A Florida asset protection trust is a self-settled trust that is protected from judgment creditors by state statute. A self-settled trust is a trust where the person (trustmaker) who creates the trust and transfers the assets to the trust is also a trust beneficiary. A revocable living trust (used for estate planning) is a common example of a self-settled trust. Under Florida law, a self-settled trust does not provide asset protection. A judgement creditor can levy upon a debtor’s interest in a trust that the debtor created for his own benefit.
Domestic Asset Protection Trust
Some states in the U.S. have recently enacted statutes which expressly provide asset protection benefits to self-settled trusts. Trusts created under these state statutes are referred to as domestic asset protection trusts (“DAPT”). These DAPT’s were designed to attract businesses and assets to their states by offering creditor protection.
Most state domestic asset protection trust statutes have several common features. The domestic asset protection trusts are irrevocable so that the trustmaker may not change his mind and change the beneficiaries or terms of the trust agreement. Most states’ DAPT statutes require at least one trustee be either a state resident or a corporation doing business in that state, and that some trust assets must be located or deposited in the state. The DAPT statutes typically provide for a position of “trust protector” who is a person with power to veto the trustee’s decisions to make distributions if such distributions may be vulnerable to the trustmaker’s creditors.
Alaska, Delaware, Utah, and Nevada are states with favorable domestic asset protection trust laws. Florida does not have a statute enabling self-settled domestic asset protection trusts. Florida law has consistently followed a public policy against self-settled trust providing asset protection for the trustmaker.
A DAPT works well in theory, and many legal experts make reasonable arguments supporting the DAPT’s asset protection. The legal issue in DAPT planning is a “conflict of law” issue. If a Florida resident forms a self-settled trust in a DAPT state such as Delaware, Alaska, Utah, etc., the legal issue is whether will Florida courts apply the protective laws of the DAPT state which has encouraged self-settled trust protections or the Florida law opposing self-settled trust protection? Resolving the conflict between Florida’s public policy against self-settled trusts and contrary policy in DAPT states is legally complicated.
In general, if a Florida debtor establishes a DAPT trust, the more that trust assets, records, and parties are situated in the DAPT state, the more likely the DAPT state laws will apply and the trust will be protected from the Florida debtor’s creditors. However, the more that the DAPT trust assets and parties are in Florida, the more likely Florida courts will apply Florida law and trust assets will not be protected from creditors. To date, no Florida court has held that a debtor’s interest in a DAPT formed under the laws of another state is protected from a Florida judgment.
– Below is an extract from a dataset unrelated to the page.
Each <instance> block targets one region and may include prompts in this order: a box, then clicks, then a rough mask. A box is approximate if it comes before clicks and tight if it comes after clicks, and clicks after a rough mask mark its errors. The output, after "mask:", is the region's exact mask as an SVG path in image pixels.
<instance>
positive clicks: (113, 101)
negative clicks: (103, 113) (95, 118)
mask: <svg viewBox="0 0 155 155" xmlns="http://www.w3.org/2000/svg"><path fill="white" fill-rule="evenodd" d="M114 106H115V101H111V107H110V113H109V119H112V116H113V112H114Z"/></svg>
It is possible to structure an estate planning trust in Florida to achieve asset protection. Although assets in the debtor’s own living trust, a form of a self-settled trust, are not protected from the debtor’s creditors, a Florida resident may protect assets in a trust created by another person.
There is authority that a debtor’s interest in a trust which the debtor forms or funds with his own non-exempt money will be protected from creditors if anyone other than the debtor is given control over trust assets. Therefore, a properly drafted Florida trust may provide the trustmaker effective asset protection even though Florida has not enacted specific asset protection trust statutes.
Do Florida Living Trusts Provide Asset Protection?
Living trusts are a common estate planning tool. The purpose of a living trust is to avoid guardianship while the trustmaker is alive and to avoid probate after the trustmaker dies. Some people believe that their living trust also provides asset protection. A living trust is a self-settled trust because the trustmaker is the beneficiary of the trust during the trustmaker’s lifetime. Therefore, a Florida living trust provides no asset protection for the trustmaker.